Vectors in 3-D Space: for College-bound Students (Part of Quick Review / Preview Series in Math)

In this short course, we present 'Vectors in 3-D Space' in a systematic way so that students can develop and apply the concept of vectors through concrete objects in 3-D space before they learn more abstract vectors treated in so-called Linear Algebra in colleges and universities. In the U.S., students usually take Calculus AB or BC before graduation from high-schools, but Linear Algebra is rarely offered in many schools in general because of lack of time and they usually encounter geometrical vectors (representing a force, velocity, or acceleration) only through the course of physics. We hope that students will easily grasp the concept of vectors and can immediately apply to 3-D objects such as straight lines, planes, spheres at will. Those who have familiarized themselves with vectors through this textbook will have advantages when they encounter forces, velocities, electric field strength, Lorentz force, magnetic flux density, vector potential, and so on, to name really a few concepts in physics, where vectors are constantly used. Moreover, after 'basis' is introduced, they will know the fact that the familiar real numbers in the 1-D straight line are nothing but vectors in 1-D Space. They will also realize that calculating the distance between the planes in 3-D space can be carried out simply by projection of points on the normal axis as exactly as in calculating the distance between 2 numbers along the x-axis.

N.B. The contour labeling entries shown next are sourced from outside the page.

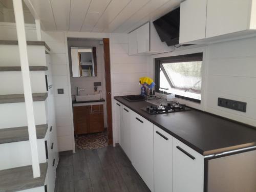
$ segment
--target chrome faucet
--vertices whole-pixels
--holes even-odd
[[[77,95],[80,95],[80,92],[81,91],[86,91],[86,90],[83,89],[81,89],[81,88],[79,88],[78,87],[76,87],[76,93],[77,93]]]

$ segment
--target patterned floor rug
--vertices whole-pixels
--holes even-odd
[[[75,138],[76,147],[80,150],[96,150],[108,145],[108,132],[80,135]]]

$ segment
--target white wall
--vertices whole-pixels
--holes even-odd
[[[256,126],[256,37],[219,42],[205,47],[178,49],[148,57],[154,77],[154,59],[204,52],[201,104],[180,100],[189,106]],[[246,113],[218,106],[218,98],[247,103]]]
[[[139,78],[147,75],[147,57],[127,54],[127,34],[63,32],[42,32],[42,40],[51,48],[55,112],[60,151],[74,149],[72,93],[68,63],[67,37],[110,38],[112,96],[139,94]],[[60,70],[61,69],[61,70]],[[103,71],[102,72],[103,73]],[[63,95],[57,89],[64,88]],[[113,103],[114,101],[112,100]],[[114,108],[113,112],[114,112]],[[114,119],[113,120],[114,122]],[[118,142],[118,130],[113,127]]]
[[[45,41],[51,49],[59,151],[73,150],[73,112],[65,33],[42,31],[42,40]],[[58,94],[57,89],[63,89],[64,94]]]
[[[94,82],[101,82],[101,86],[98,86],[98,92],[100,90],[102,91],[103,98],[106,100],[106,89],[105,80],[105,69],[104,64],[104,51],[103,45],[99,45],[99,40],[96,39],[83,39],[79,40],[70,39],[68,42],[68,47],[95,47],[96,49],[97,57],[97,76],[95,77],[73,77],[72,73],[72,65],[71,60],[69,60],[70,82],[71,84],[71,93],[72,99],[75,100],[75,95],[76,93],[76,88],[77,87],[84,88],[85,91],[80,92],[81,95],[93,95],[94,94]],[[70,51],[69,50],[69,51]],[[70,58],[69,58],[70,59]],[[107,114],[106,103],[104,103],[104,127],[108,127]]]
[[[256,37],[208,48],[205,111],[256,126]],[[246,112],[218,106],[218,97],[246,102]]]
[[[27,40],[37,40],[35,24],[25,24]],[[0,22],[0,40],[17,40],[15,23]]]
[[[112,92],[112,121],[114,97],[140,94],[139,78],[148,74],[147,56],[128,55],[128,36],[126,34],[111,34],[110,36],[111,88]],[[118,143],[119,130],[113,123],[113,138]]]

A typical example is in order. Take for instance a line on the x-y plane: 3x+4y = 5. In the inner product form, it is expressed
<3, 4 | x, y> = 5 –- (1).
(Here, since neither arrow nor bold face is available, vectors are expressed in terms of the bra-ket notation.) Dividing with the magnitude | n | = sqrt(9+16) = 5 of the normal vector | n > = (3, 4), it becomes the distance form:
<3/5, 4/5 | x, y> = 1, [<=> (3/5)x+(4/5)y = 1],
of which right-hand side denotes the distance from the origin O.

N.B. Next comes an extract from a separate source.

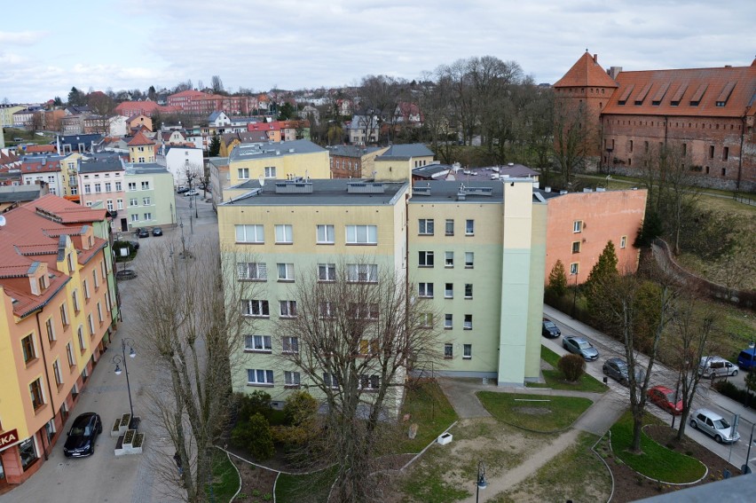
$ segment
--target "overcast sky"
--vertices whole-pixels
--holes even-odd
[[[750,66],[756,0],[15,0],[0,101],[83,90],[335,87],[472,56],[553,83],[588,49],[625,70]]]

The distance function may be put as h(x, y) = <3/5, 4/5 | x, y> –- (2).
If we substitute (1) into (2), we obtain the distance from O. It means that any point on the line (1) keeps the same distance from O: 1. Now, substitute (-2, -1) into (2). We have h(-2, -1) = -2, which indicates the distance from the origin is 2, but on the negative side of the normal axis. What is the distance from the point (-2, -1) to the line (1)? We have only to subtract and take the absolute value if the result is negative:
|1-(-2)| = 3,
where the calculation can be carried out as exactly as in the x-axis. The axis is in this case the normal axis of the line (1) instead of the x-axis.
If you have learned the distance formula in the class, for instance, and have been accustomed to plugging in a value into the formula without clear understanding, stop such practice. One of the values of learning math consists in acquiring the methods or way of mathematical thinking. We show you what is the essence of mathematical thinking about through the illustrated problems for which answers are described in detail and in many ways for some cases.

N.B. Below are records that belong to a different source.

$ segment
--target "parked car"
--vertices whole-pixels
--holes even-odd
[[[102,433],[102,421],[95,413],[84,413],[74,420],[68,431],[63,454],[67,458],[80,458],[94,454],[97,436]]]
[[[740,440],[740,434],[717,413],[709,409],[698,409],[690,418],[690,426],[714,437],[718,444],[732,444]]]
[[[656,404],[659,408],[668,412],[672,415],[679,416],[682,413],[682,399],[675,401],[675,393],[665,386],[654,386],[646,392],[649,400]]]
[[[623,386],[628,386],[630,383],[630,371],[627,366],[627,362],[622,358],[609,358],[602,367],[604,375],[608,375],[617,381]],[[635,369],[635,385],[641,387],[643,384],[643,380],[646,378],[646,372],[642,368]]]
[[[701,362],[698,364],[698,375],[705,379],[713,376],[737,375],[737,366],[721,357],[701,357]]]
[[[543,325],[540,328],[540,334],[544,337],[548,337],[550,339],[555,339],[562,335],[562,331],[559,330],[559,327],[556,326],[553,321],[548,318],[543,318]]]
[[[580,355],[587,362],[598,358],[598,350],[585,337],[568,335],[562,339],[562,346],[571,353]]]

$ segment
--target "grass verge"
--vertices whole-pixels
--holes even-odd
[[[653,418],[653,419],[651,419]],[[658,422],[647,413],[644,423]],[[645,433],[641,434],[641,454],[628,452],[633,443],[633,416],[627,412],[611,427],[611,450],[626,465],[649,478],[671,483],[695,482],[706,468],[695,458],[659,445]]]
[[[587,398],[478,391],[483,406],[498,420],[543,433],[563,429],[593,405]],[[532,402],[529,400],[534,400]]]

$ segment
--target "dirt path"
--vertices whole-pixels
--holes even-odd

As in another textbook in the series, we describe the summary as concisely as possible together with typical sample problems at first. Afterwards, you will make practice by engaging in solving problems in the following exercise sections. Those exercise sections will be divided according to the level of difficulty or whether they contain combined concepts. After finishing the course, we recommend that you engage in solving illustrated problems periodically so that you refresh your understandings on the subject.